In the NRMI, a number of atherosclerotic risk factors were observed in the younger MI cohort (age <55 years). Smoking is arguably the strongest predictor for premature heart disease in men and women. Although smoking is an important risk factor for MI at any age, the higher prevalence of smoking in the younger age group who developed MI represents an important public health opportunity. Also, a strong family history of premature CHD is an important determinant for earlier MI, and patients with this risk factor might benefit from an earlier strategy to screen and identify modifiable risk factors, possibly using even lower thresholds for instituting risk factor modification and treatments. In our study, the fact that >40% patients with family histories of CHD also smoked represents a significant opportunity for public health education. Last, although the presence of diabetes with 1 additional risk factor has been elevated to a CHD risk equivalent,11 perhaps even earlier treatment is warranted, especially in younger women with diabetes aged <55 years.
A family history of CHD is considered by many as a predisposing risk factor but has not been established to be a significant risk factor alone after adjusting for traditional risk factors.
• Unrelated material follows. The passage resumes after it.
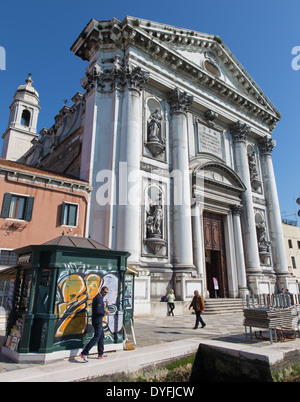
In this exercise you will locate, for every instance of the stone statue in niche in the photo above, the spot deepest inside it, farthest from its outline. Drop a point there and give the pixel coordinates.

In fact, this inheritable risk factor was not even included in the traditional Framingham risk score that is used to predict 10-year risk for heart disease.12 It is likely that a family history of CHD may be an important contributing factor in the development of CHD through phenotypic expression of the conventional atherosclerotic risk factors such as diabetes, hypertension, and dyslipidemia.
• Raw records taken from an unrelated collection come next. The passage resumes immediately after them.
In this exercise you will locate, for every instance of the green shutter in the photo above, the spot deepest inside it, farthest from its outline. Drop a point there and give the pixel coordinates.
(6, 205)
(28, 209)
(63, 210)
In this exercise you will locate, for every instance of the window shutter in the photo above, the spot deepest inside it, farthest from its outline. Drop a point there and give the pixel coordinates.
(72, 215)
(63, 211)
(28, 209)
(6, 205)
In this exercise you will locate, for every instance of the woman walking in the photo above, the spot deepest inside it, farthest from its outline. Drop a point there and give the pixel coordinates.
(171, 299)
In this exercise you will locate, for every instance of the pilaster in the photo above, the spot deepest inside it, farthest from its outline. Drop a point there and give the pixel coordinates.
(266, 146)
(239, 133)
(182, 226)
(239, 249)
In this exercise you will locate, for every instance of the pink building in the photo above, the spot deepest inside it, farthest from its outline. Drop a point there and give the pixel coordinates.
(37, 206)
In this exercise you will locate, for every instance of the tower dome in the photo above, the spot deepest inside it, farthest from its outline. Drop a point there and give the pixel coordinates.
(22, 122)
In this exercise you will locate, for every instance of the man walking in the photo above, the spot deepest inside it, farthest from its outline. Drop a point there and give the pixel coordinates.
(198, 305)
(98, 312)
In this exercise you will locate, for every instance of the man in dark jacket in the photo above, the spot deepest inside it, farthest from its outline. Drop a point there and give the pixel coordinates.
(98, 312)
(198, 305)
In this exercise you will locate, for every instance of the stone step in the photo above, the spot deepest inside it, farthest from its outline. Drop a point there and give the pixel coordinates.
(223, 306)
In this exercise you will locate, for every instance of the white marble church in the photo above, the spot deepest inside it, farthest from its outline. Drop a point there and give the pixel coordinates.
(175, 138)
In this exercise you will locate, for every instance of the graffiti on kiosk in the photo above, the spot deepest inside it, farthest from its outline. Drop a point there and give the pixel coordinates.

The NRMI is an observational study, and our results may be limited by bias and unmeasured confounders. The NRMI patients and hospitals enrolled may not be representative of all patients with MI and hospitals in the United States. Also, the relative levels of risk factor exposure, such as blood pressure control, cholesterol levels, and glycosylated hemoglobin, were not readily available in our study. Last, ascertainment of risk factors was obtained through medical record review at the time of hospitalization.
Acknowledgments
The National Registry of Myocardial Infarction has been funded by Genentech, Inc., South San Francisco, California. Dr. Kiefe’s work was partially supported by Grants U01HL 105268 and U54 RR 026088 from the National Institutes of Health, Bethesda, Maryland.